Pierre-vh commented 1 month ago

cc @arsenm @jayfoad this appears to be due to LowerUDIVREM64, is this expected behavior?

arsenm commented 1 month ago

cc @arsenm @jayfoad this appears to be due to LowerUDIVREM64, is this expected behavior?

I'd expect all of the divide-by-constant cases to get caught by the generic combiner handling of them and never reach the custom lowering

Artem-B commented 1 month ago

I'd expect all of the divide-by-constant cases to get caught by the generic combiner handling of them and never reach the custom lowering

Agreed. E.g. NVPTX lowers those division/modulo ops to multiplication by reciprocal: https://godbolt.org/z/MWo9hsMaW

topperc commented 1 month ago

cc @arsenm @jayfoad this appears to be due to LowerUDIVREM64, is this expected behavior?

I'd expect all of the divide-by-constant cases to get caught by the generic combiner handling of them and never reach the custom lowering

Divide by constant might be blocked by MULHS and SMUL_LOHI not being legal.

Pierre-vh commented 1 month ago

cc @arsenm @jayfoad this appears to be due to LowerUDIVREM64, is this expected behavior?

I'd expect all of the divide-by-constant cases to get caught by the generic combiner handling of them and never reach the custom lowering

Divide by constant might be blocked by MULHS and SMUL_LOHI not being legal.

That seems to be the case, and it explains why we don't get that much code when using i32 (which is legal for MULHS).
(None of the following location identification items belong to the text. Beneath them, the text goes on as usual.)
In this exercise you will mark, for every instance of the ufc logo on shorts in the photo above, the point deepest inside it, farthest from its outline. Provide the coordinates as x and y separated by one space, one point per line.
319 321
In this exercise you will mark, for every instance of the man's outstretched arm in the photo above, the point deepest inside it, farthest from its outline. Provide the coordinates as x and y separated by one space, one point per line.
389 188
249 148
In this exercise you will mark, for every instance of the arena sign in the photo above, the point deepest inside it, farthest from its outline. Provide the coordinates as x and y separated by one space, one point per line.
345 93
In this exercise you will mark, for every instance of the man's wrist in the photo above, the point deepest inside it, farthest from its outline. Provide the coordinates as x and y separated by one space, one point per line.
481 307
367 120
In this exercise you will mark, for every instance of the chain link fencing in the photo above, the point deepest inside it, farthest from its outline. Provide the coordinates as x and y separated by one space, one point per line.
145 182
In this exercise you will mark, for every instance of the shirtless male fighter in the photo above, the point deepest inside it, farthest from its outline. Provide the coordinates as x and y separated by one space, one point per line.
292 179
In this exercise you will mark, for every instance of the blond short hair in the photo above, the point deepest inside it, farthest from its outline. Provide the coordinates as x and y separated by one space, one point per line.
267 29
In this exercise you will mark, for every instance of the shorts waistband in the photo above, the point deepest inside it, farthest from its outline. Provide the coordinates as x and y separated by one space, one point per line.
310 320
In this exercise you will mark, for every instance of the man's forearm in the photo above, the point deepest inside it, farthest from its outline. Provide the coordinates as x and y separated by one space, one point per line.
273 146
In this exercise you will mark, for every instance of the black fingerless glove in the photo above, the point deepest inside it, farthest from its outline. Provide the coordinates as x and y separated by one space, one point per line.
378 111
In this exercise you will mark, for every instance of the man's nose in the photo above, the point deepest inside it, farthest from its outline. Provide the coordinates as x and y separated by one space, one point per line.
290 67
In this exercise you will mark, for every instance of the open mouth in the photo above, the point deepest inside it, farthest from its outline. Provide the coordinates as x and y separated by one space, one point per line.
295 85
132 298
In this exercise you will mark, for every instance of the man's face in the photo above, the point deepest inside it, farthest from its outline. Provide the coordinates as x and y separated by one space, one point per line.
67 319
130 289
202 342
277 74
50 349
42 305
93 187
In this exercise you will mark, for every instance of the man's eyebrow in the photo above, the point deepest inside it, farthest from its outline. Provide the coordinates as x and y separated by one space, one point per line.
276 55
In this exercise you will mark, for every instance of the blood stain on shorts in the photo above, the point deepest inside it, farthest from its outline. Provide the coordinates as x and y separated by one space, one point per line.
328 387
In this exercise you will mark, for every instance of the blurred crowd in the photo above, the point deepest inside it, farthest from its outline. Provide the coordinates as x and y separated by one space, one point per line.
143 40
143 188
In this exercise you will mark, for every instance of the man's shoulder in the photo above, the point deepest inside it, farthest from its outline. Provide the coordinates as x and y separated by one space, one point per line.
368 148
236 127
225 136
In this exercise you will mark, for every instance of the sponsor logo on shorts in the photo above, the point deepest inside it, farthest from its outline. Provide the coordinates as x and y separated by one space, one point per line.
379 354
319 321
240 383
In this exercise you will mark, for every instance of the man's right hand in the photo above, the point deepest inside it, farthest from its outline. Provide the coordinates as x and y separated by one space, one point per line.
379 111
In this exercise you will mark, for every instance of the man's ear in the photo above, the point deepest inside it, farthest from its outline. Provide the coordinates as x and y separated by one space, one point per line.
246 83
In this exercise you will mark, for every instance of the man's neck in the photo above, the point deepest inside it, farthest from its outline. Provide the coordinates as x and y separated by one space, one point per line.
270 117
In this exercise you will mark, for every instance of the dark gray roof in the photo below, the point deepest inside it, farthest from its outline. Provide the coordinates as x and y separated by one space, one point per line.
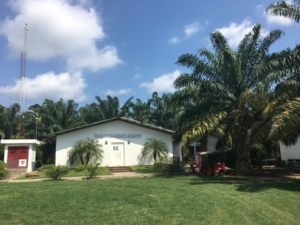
135 122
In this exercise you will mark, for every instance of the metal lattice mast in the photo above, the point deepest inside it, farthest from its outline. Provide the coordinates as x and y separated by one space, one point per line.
22 80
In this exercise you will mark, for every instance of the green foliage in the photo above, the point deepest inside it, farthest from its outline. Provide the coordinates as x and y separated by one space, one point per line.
4 173
80 168
38 163
93 169
48 166
56 172
258 153
229 157
85 151
2 148
154 149
283 8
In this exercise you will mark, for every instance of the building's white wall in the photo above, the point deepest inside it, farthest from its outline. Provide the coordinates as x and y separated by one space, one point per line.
292 152
31 155
64 142
5 153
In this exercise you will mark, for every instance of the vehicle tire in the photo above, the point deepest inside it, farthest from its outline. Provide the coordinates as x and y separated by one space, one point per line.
221 173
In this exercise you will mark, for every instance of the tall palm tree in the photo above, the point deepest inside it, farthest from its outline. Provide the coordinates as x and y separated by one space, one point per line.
105 109
154 149
9 120
85 151
163 114
286 10
280 115
141 111
53 116
215 87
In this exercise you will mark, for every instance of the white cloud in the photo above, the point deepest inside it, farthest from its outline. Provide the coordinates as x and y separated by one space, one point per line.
50 85
192 28
259 6
174 40
163 83
118 92
235 33
279 20
59 29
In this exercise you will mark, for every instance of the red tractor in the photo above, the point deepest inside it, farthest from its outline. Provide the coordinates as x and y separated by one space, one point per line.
207 162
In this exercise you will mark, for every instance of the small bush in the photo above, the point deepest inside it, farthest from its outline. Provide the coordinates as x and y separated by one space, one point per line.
158 165
229 157
4 173
48 166
38 163
93 169
56 172
80 168
258 153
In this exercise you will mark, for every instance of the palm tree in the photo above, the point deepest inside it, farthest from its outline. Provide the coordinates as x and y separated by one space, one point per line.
54 116
9 120
282 8
154 148
141 111
85 151
105 109
280 117
163 115
216 88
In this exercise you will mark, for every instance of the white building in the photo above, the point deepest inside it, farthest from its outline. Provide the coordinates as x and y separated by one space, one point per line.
291 152
122 140
20 153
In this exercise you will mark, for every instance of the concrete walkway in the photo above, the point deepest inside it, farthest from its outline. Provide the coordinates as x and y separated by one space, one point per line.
102 177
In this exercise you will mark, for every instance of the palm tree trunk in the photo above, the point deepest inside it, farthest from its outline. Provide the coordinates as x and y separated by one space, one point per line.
243 165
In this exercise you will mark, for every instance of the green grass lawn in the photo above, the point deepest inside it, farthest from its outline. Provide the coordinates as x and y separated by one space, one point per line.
144 169
72 173
158 200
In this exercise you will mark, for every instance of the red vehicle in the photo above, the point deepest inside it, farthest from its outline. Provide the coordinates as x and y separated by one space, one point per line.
207 162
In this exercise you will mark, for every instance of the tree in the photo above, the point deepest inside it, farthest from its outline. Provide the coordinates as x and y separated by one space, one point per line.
282 8
279 110
217 89
154 149
85 151
105 109
9 122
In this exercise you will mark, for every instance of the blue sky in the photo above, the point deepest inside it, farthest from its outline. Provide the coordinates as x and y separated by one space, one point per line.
81 49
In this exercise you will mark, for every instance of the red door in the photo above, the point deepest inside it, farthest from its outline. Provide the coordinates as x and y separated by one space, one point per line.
17 157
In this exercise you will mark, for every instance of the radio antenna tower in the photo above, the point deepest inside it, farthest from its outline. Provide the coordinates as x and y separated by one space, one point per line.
22 81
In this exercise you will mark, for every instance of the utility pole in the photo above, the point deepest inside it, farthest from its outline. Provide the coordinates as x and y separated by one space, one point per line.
36 118
22 80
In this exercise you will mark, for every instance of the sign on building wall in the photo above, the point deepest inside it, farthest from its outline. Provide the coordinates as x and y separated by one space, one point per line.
120 136
22 162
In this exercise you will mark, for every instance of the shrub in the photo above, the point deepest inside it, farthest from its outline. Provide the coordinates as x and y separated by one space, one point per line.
4 173
80 168
47 166
56 172
38 163
168 165
258 153
229 157
93 169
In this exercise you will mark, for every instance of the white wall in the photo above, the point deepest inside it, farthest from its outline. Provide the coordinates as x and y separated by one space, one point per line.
292 152
64 142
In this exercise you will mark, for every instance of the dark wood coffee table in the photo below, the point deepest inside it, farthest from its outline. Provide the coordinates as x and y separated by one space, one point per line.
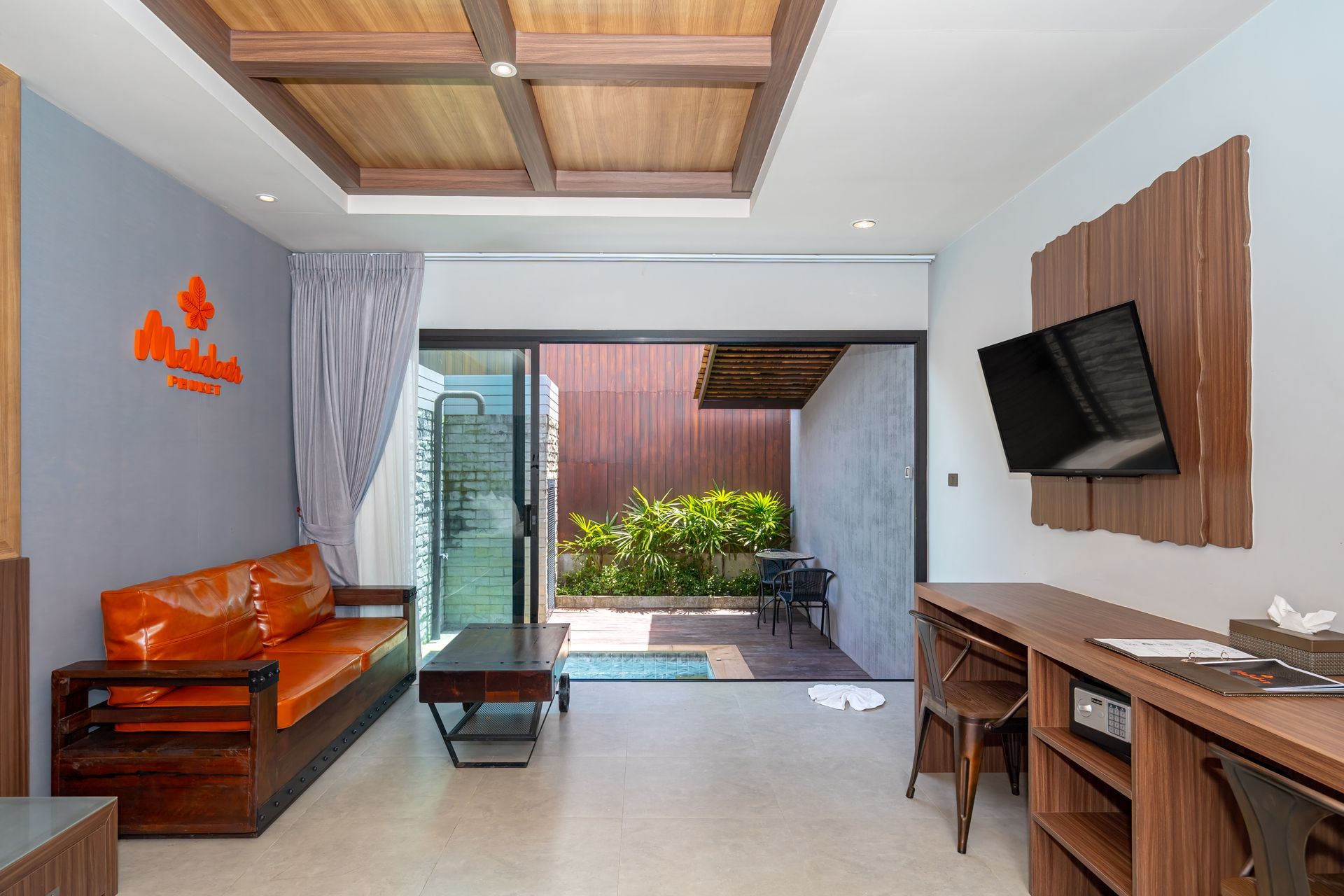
502 675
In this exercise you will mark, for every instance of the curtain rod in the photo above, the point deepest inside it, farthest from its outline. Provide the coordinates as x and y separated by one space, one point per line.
676 257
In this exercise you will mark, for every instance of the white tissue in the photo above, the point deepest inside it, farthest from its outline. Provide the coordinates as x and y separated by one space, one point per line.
836 696
1304 622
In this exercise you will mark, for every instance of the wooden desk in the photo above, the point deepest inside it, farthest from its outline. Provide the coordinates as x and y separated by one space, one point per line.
1166 824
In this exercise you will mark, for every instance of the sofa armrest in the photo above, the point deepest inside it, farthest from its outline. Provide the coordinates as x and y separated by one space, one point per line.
257 675
365 596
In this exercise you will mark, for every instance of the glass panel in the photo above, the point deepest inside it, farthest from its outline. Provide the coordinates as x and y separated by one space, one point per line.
472 491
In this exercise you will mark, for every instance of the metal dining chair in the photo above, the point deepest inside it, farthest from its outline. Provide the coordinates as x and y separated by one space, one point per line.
766 570
1280 816
803 587
972 710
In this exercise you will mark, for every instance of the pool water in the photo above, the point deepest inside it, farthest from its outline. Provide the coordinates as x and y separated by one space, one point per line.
638 665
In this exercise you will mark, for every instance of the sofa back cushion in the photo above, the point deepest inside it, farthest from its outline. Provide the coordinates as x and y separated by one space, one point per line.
207 614
292 593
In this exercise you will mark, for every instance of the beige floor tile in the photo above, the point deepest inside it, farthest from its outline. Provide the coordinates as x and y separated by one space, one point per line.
854 788
584 734
710 858
909 856
407 788
527 858
553 788
699 788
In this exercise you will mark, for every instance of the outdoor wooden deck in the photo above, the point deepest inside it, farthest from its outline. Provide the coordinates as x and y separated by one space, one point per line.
768 657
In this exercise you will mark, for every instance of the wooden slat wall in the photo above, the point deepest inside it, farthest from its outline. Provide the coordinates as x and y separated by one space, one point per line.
629 418
1180 250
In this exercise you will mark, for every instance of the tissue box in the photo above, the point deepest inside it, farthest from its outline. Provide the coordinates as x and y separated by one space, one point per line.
1320 653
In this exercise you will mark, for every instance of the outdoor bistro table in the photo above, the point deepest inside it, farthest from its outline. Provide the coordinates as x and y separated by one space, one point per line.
785 556
502 675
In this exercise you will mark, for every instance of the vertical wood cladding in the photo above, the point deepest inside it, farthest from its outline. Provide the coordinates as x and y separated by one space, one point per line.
629 419
1180 248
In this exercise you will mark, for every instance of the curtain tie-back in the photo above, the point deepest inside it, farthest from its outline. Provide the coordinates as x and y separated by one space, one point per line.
330 533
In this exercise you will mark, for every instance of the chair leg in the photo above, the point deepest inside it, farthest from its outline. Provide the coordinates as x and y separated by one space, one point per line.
971 746
1012 742
925 722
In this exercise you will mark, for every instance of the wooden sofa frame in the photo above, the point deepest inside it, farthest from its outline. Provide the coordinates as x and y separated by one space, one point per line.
213 783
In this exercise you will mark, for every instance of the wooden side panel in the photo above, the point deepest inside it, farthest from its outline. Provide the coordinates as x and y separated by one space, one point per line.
629 419
1225 328
1059 293
14 678
10 99
1179 248
1147 251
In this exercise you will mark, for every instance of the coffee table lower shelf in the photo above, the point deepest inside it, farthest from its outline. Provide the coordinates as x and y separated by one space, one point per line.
500 723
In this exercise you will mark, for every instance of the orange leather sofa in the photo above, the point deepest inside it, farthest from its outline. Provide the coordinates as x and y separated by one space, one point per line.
229 692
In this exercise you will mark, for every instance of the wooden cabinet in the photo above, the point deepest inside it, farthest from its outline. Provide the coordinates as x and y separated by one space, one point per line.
77 859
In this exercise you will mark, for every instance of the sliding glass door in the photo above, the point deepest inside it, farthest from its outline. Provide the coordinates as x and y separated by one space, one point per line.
476 485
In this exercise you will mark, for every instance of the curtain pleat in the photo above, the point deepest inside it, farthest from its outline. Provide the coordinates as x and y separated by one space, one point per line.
354 331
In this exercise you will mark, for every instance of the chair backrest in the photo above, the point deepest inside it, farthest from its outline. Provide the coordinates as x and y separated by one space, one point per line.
1280 816
806 582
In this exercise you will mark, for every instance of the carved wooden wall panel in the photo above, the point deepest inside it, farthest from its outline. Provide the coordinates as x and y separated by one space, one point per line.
1180 250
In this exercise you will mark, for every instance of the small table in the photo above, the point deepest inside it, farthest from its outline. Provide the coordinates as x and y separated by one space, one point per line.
58 846
502 675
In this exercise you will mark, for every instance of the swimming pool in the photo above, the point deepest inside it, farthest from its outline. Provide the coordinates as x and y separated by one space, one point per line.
638 665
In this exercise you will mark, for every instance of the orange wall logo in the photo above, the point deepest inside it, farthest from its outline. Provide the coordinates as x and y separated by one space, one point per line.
158 342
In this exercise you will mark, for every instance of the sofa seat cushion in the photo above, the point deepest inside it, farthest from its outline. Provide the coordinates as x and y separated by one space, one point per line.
292 593
307 680
207 614
370 640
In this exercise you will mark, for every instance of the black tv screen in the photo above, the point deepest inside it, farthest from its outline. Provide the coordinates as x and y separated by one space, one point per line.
1079 399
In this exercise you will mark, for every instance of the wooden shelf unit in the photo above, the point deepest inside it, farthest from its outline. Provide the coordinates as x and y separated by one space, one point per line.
1164 824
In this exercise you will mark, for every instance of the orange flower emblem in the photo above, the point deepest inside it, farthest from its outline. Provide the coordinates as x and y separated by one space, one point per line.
192 300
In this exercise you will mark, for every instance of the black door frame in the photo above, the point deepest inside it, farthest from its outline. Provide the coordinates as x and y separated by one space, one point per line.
536 337
526 601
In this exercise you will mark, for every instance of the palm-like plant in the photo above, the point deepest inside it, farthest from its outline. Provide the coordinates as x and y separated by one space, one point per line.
761 522
647 535
594 538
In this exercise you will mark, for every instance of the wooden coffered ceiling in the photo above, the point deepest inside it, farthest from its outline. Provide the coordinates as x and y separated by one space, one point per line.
612 97
762 377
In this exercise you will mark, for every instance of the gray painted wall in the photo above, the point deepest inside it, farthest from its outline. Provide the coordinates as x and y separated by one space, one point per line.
124 479
854 508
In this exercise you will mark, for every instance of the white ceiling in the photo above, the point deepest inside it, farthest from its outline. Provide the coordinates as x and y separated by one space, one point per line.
926 115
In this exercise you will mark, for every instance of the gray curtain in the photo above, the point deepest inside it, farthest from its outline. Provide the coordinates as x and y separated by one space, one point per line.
354 332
I think there are two ways to enable this transform for i64:

The first one is nice because it's a target fix with less chances of causing side effects, but it forces a change to TLI. The second one is contained to the AMDGPU backend but might result in i64 MULHS (or MUL_LOHI) being generated in other places where it may be less desirable.

Thoughts @arsenm ?

arsenm commented 1 month ago

Can we just change or remove the legality check?

MaskRay commented 1 month ago

The fix #100723 was temporarily reverted as it broke ARM (ISD::SRL for MVT::v4i64 is TypeSplitVector, triggering an assertion failure).